Мы уже видели, что для развития в нижних чинах нравственного чувства, Суворов учил их молитвам. Он сам говорил в письме к Веймарну, что это делалось, дабы «они познавали грех, и наказание, коим 99 против сотого правятся ныне, что тяжело и излишнее». Излагая таким образом свой нравственный метод для уменьшения проступков и следующих за ними взысканий и называя обязанность наказывать тяжелою и излишнею, когда проступки могут быть устраняемы иначе, Суворов прибавляет, что солдат он много и не наказывал. Это заявление имеет большую цену, особенно рядом с другим, сделанным им несколько позже, в Турции, в 1773 году, его начальнику, Салтыкову: «ладно, что копорская рекрутская команда будет в полку; только бы ее поберегли там от палок и чудес». Из приведенных немногих данных можно кажется заключить, что Суворов. не задумываясь подвергать солдат взысканиям не только за важные проступки, но и за «прегрешения». как он сам выражается, все-таки не был жесток, не любил наказаний и осуждал палочную щедрость 17.
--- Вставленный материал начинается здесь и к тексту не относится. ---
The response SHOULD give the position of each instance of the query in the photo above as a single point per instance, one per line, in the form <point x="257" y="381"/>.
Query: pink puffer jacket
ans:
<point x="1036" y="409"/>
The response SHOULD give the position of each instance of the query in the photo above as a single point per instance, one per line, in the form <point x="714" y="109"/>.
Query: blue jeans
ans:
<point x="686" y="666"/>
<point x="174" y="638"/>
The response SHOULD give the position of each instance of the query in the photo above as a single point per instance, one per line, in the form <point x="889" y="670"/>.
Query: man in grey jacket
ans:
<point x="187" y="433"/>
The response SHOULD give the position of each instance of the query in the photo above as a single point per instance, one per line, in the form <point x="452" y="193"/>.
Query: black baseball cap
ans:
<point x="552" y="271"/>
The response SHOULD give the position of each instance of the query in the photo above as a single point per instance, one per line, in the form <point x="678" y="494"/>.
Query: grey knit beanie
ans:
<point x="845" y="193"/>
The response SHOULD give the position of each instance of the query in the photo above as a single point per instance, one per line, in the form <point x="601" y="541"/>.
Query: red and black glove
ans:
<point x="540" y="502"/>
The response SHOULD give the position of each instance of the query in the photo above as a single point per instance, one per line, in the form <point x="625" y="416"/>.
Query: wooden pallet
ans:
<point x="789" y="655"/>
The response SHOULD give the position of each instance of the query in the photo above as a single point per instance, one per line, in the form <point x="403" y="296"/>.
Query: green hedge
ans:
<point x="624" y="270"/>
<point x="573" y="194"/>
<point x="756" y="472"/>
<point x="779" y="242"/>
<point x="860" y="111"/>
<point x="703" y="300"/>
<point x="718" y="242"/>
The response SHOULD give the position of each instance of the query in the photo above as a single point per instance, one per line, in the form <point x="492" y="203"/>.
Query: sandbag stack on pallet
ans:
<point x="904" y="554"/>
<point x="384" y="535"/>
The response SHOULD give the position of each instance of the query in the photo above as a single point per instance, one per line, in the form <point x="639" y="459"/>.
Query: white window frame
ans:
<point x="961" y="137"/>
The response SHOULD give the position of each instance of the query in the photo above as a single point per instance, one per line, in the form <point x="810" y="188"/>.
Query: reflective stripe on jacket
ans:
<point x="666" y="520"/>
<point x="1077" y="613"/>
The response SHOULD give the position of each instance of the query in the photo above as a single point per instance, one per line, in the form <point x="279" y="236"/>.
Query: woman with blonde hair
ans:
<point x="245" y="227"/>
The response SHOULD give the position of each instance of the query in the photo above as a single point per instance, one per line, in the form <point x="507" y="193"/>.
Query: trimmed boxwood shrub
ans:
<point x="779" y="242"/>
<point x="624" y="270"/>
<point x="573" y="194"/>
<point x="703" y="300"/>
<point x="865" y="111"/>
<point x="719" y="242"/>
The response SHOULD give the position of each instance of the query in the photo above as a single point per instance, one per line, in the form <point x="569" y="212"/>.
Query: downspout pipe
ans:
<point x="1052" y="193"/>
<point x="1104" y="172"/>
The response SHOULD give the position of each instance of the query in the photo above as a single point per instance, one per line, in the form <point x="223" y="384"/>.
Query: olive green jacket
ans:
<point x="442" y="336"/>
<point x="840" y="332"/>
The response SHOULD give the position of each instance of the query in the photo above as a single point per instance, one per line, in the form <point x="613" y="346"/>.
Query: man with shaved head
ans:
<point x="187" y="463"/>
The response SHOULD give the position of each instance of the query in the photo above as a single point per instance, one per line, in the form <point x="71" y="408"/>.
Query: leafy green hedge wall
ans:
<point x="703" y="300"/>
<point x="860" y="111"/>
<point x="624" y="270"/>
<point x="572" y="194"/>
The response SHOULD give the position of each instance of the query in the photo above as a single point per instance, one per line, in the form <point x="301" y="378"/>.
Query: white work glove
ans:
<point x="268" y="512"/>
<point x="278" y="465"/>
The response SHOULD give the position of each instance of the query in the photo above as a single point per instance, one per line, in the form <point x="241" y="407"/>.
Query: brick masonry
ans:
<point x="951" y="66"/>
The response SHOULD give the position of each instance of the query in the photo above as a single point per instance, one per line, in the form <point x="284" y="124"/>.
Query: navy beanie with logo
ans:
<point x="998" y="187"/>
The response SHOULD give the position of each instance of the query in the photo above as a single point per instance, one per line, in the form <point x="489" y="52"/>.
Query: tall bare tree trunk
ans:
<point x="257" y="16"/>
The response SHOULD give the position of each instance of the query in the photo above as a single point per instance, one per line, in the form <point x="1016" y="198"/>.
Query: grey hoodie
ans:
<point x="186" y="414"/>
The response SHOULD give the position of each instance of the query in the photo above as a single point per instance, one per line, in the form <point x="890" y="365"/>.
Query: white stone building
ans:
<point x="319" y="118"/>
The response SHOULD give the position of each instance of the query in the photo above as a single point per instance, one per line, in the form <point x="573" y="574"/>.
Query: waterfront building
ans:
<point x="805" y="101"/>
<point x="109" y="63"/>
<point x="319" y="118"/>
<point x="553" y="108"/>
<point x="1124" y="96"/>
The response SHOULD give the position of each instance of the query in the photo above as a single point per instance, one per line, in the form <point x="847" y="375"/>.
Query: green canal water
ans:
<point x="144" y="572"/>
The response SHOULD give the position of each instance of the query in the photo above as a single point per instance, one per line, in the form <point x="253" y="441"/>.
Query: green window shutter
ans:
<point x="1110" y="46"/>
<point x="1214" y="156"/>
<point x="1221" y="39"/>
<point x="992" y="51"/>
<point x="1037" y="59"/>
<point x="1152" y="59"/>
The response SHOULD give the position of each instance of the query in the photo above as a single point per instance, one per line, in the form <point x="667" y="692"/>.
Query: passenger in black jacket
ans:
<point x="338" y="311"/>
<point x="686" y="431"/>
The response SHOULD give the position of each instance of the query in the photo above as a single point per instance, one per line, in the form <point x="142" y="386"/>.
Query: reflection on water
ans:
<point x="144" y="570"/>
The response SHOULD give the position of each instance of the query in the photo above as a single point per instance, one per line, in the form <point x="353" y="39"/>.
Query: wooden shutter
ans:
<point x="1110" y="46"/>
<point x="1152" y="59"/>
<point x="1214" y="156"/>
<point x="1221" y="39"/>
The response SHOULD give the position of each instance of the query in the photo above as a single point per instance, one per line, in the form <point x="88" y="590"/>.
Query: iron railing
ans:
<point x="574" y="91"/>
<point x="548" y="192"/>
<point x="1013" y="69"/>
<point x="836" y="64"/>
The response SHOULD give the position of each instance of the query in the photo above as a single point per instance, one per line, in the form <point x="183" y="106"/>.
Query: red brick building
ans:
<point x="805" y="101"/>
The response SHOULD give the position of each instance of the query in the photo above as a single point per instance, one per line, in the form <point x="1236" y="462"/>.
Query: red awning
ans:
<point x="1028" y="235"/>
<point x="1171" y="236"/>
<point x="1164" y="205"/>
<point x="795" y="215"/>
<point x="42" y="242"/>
О формах строя, предпочитаемых Суворовым, ничего сказать нельзя; как видно, у него в этом отношении ничего своего, оригинального не было, а держался он общих уставных правил, по которым развернутый фронт был нормальным боевым порядком, как и во всей Европе. Не было у него однако и слепой рутинности; он брал ту форму, которая по его мнению, более подходила к обстоятельствам. Например, в открывшейся вслед затем польской конфедератской войне, он часто употреблял для атаки походные колонны с интервалами, так чтобы хвост колонны служил резервом её голове.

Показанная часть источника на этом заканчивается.